ME: We discussed what belongs in a white cube and you talked about how you don't feel your work does. Where do you think your work belongs?

EC: My work belongs in moments, it’s time based, without wanting to sound too ‘meta’. I’ve mostly worked outside up until this point, and I’m interested in how I can interfere with what’s already there – utilising natural or manmade structures in the landscape – I rarely plan. In a blank space you’ve completely removed all of those references and uncertainties, and to me, it feels like working inside out. I mentioned earlier my interest in the unintentional, and the boat yard sculpture parks, well, I find the whole concept of a white cube as a backdrop an absurdity. The things that exist all around us, functional things that have purpose and the relationships between them, are beautiful. Interrogating this absurdity, however, compels me to make more work in and out of the white cube format.

ME: In OUTPOST you have hung a 76 foot parachute. Why and where did you source a parachute?

EC: I knew I wanted to use the OUTPOST space to create something all encompassing. I’ve mostly been working with a single piece of metallic, jersey fabric, which I bought from Goldhawk road in 2019. Again, I was keen to re-use and re-purpose something, so I hit e-bay and was fortunate to find this incredible military parachute. I was immediately struck by this massive object, which is no longer functional, grounded in a warehouse. I love the strength and thickness of the seams, who made it and where? I mentioned I work a lot around the East Anglian Coastline, where fragments of it’s military past are still present. Pill boxes, concrete bunkers, Radar buildings and disused air bases pervade the countryside. I’m fascinated by the concept that the layouts of our towns, cities and landscapes have evolved with a defensive strategy in mind. Are we always on the brink of conflict?

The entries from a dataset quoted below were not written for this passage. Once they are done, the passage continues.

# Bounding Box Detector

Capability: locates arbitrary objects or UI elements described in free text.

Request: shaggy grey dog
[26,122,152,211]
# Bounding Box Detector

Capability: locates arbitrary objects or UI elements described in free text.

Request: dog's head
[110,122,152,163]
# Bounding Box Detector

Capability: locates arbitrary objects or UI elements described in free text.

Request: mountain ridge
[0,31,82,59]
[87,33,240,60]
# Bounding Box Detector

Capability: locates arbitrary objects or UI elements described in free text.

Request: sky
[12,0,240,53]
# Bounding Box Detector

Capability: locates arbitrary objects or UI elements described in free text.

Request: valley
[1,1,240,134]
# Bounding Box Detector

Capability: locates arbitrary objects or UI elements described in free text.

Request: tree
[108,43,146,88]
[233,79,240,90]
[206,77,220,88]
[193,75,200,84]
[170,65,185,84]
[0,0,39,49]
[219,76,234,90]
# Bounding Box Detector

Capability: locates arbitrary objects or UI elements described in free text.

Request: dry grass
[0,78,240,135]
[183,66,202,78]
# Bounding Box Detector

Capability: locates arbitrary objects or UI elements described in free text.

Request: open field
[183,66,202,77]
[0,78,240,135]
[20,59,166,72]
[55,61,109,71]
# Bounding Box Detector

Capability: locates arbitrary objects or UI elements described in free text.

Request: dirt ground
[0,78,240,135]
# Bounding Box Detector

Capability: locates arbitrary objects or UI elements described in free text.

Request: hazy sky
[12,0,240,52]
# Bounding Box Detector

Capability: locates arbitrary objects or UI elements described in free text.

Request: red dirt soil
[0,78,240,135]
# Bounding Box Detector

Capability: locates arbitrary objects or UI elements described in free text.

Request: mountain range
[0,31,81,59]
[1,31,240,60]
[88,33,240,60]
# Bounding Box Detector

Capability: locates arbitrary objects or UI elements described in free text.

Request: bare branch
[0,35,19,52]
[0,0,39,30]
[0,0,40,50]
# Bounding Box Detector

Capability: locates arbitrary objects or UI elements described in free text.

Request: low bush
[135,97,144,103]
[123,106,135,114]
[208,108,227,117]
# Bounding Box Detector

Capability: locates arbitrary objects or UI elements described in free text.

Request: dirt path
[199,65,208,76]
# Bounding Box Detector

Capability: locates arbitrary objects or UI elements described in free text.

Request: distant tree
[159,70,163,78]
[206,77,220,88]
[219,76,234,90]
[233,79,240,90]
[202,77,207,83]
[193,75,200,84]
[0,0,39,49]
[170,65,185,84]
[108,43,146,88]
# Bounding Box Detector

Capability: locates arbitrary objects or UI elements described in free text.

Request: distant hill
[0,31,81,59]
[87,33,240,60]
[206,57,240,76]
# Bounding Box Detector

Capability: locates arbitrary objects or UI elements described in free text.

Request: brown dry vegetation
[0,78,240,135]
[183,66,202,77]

ME: I find some of your work sinister. How do you feel about that reading?

EC: I’m intrigued by this interpretation! I never intend to create menacing things, but perhaps it’s inevitable… I love ghost stories!  I’ll admit there’s something extremely sinister about this parachute. It’s designed to deliver heavy goods, like ammunition and vehicles, to war zones.

ME: When making On The Brink, you struggled to stop in the same way an abstract painter may want to keep playing, adding. A lot of your work is ephemeral. Is it important that your works are finished?

EC: Contradictorily, it’s important for me that the works remain unfinished. I could continue moving, shifting and rearranging this fabric for eternity. I enjoy the restlessness which accompanies endless possibilities, choices, forms and states. It’s important I leave no permanent imprint with my work, that’s why I avoid cutting into things and I try to use and re-use waste materials. This is partly an environmental concern, and partly because of my aversion to decision making. I am restless by nature. When this show ends, I’ll take this material into another situation and it will never manifest in the same way again.